Outro fato digno de nota é a questão da Ressurreição, professada inicialmente  pelos princípios hebraicos, no entanto aceita largamente por várias doutrinas  cristãs. Está bem claro que um corpo morto não pode retomar à vida orgânica  original, mas entra no ciclo inviolável da natureza de transformações. Além da  reencarnação, retorno à vida orgânica em um novo corpo, pode ter gerado  confusão, outro fato provavelmente levou à idéia de ressurreição. Um Espírito  desencarnado, principalmente aqueles cujo desenlace da matéria foi recente,  apresenta-se geralmente com o perispírito da mesma forma do último corpo. Uma  aparição aos sacerdotes nessa forma, fez surgir uma conclusão precipitada, de  que a pessoa ainda estava ainda viva com o mesmo corpo [2] .

E de todos os tempos, os "reveladores" da verdade, ainda extremamente  encoberta por fantasias, sempre dependentes de médiuns, sob nomes diversos, como  sacerdote, rabino, padre, píton, profeta, pastor, pajé, lama, monge, etc.,  arrogavam-se o privilégio de relacionar-se com a Divindade. O servos submissos,  suportando horas de trabalho árduo, esperavam ansiosos receber "os recados  confortadores dos deuses", pela voz de seus superiores. Por isso, entendemos as  religiões detendo uma razão de ser providencial, apropriadas ao tempo e ao meio,  ao gênio particular dos povos. Apesar do erro dessas doutrinas, não deixaram de  agitar os espíritos e, mesmo por isso, de semear os germens do progresso, que  mais tarde haviam de alastrar-se ou se alastrarão à luz brilhante do  cristianismo [5].
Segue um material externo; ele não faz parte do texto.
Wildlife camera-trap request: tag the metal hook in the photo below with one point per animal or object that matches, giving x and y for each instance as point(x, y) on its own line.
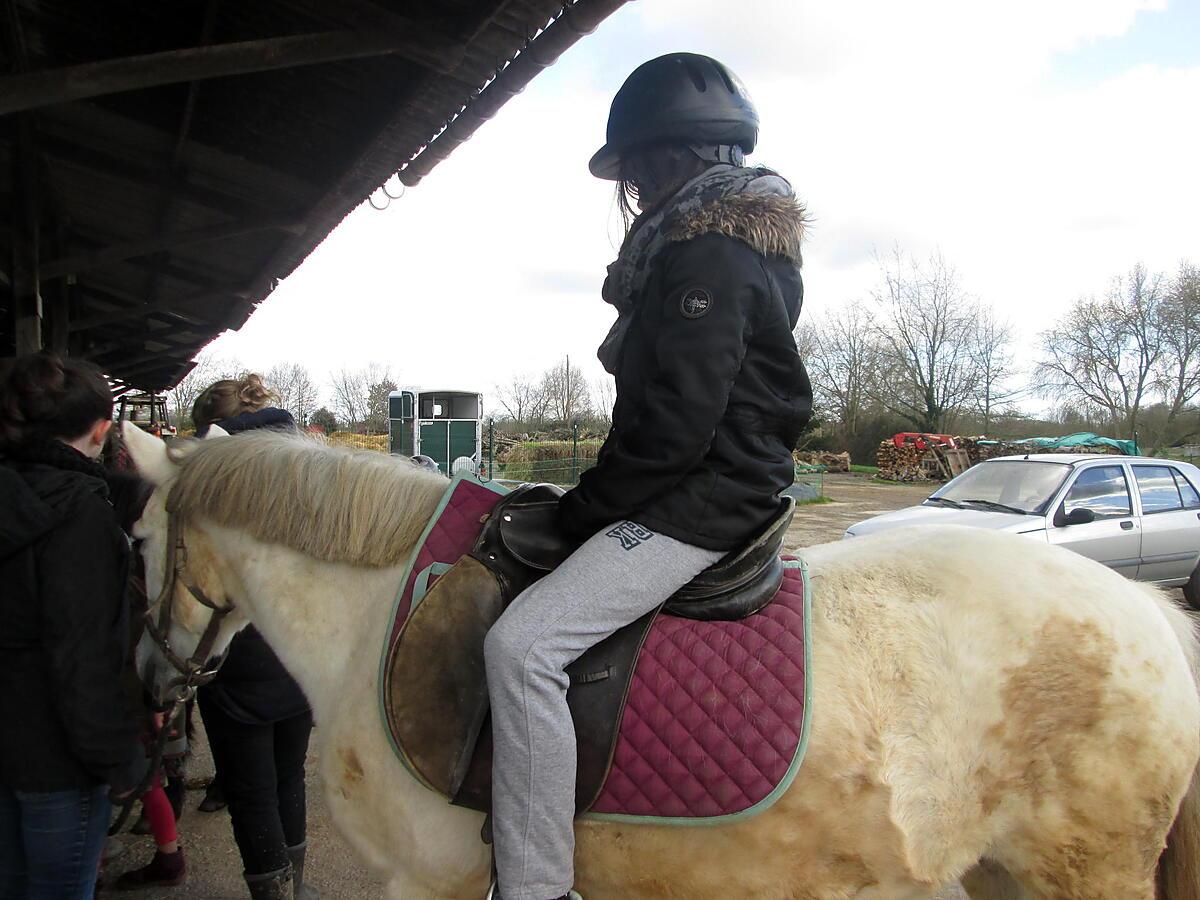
point(387, 202)
point(388, 193)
No entanto, esses reveladores, engajados em cargos políticos, transformaram a  religião em instrumento de dominação; com ambições secundárias sociais, de fama,  têm explorado a credulidade em proveito de seu orgulho, da sua cupidez ou de sua  indolência e acham mais cômodo viver à custa dos iludidos [5]. Além das  interpretações surgirem erradas por precipitação, alguns conceitos foram  cortados ou incluídos propositalmente. A crença no sobrenatural e no poder  milagroso possuído pela nobreza e clero, foi um artifício psicológico de  controle que, em termos de eficiência, é muito mais interessante que um exército  gigantesco. Lembremos que a mediunidade é uma faculdade natural da criatura  humana, variando em intensidade, mas não escolhe a classe social em que  desabrocha. Por isso perguntamos, quantos médiuns ostensivos que apareceram na  população mais carente, com expressiva percepção da vida futura, não foram  ignorados, discriminados, condenados ou mortos?
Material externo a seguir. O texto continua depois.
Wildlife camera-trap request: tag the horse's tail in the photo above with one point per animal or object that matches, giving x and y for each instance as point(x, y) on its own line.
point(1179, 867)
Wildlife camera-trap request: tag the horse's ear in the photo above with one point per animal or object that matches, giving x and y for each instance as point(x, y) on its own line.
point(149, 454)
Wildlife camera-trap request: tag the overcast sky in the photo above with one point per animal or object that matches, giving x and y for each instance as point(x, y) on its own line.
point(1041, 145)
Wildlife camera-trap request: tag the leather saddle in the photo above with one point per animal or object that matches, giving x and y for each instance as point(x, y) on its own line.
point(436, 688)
Nessa forma de religião passiva, não é nem um pouco interessante que a  população pense, conheça ou saiba usar os fenômenos. Para os governantes, o  comodismo das massas é o melhor meio de atingir os interesses pessoais. Os  conceitos devem, então, ser intocáveis, como dogmas. Daí a necessidade de  surgirem outros métodos para atingir a Verdade. Emergiram pensadores  desafiadores da religião, não por rejeitarem seus conceitos, mas para produzirem  o próprio conhecimento, mesmo errando, porém com a possibilidade de discutir e  usufruir o direito da Liberdade.
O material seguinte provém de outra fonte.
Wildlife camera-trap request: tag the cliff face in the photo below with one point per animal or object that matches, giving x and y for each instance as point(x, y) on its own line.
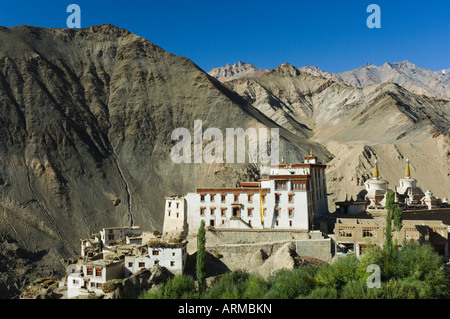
point(86, 118)
point(357, 124)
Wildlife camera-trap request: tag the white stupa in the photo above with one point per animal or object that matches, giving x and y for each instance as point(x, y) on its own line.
point(408, 188)
point(376, 188)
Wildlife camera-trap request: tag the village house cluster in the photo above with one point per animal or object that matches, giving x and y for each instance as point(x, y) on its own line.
point(118, 253)
point(288, 202)
point(358, 223)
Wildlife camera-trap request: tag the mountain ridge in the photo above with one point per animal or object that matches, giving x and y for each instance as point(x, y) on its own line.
point(410, 76)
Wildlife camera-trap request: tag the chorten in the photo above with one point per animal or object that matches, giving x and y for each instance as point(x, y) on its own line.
point(408, 188)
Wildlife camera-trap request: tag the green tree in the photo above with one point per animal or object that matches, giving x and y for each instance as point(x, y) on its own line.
point(201, 258)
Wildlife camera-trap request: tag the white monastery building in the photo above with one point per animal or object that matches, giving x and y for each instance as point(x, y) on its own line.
point(290, 197)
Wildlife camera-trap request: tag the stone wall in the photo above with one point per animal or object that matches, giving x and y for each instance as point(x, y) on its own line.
point(317, 248)
point(251, 236)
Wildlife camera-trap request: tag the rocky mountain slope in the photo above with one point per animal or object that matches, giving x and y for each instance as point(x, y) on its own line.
point(238, 70)
point(357, 124)
point(406, 74)
point(86, 118)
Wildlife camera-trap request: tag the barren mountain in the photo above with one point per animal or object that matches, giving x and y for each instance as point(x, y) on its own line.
point(86, 118)
point(357, 124)
point(236, 71)
point(406, 74)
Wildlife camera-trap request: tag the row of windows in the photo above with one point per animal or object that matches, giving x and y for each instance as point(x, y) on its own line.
point(97, 285)
point(237, 211)
point(223, 197)
point(250, 198)
point(142, 264)
point(212, 222)
point(90, 271)
point(295, 185)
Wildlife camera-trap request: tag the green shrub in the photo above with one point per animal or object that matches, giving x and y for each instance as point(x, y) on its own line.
point(154, 293)
point(178, 287)
point(255, 287)
point(339, 273)
point(111, 285)
point(230, 285)
point(355, 289)
point(290, 284)
point(421, 263)
point(322, 293)
point(378, 256)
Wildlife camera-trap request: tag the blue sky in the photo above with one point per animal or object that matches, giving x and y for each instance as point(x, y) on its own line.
point(330, 34)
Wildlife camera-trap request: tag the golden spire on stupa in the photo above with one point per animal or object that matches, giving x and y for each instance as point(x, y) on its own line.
point(407, 172)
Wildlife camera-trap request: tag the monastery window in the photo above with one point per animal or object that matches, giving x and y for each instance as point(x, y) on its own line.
point(369, 232)
point(236, 211)
point(296, 185)
point(412, 234)
point(280, 184)
point(291, 212)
Toda essa busca levará o homem a entender que religião, crença, rótulo, sem  religiosidade, isto é, sem vivência dos princípios aceitos, estaciona e detém em  alguma parte do processo em estudo.

Portanto, "a Religião é sempre a face augusta e soberana da Verdade; porém,  na inquietação que lhes caracteriza a existência na Terra, os homens se  dividiram em numerosas religiões, como se a fé também pudesse ter fronteiras, à  semelhança de pátrias materiais, tantas vezes mergulhadas no egoísmo e na  ambição de seus filhos."[1]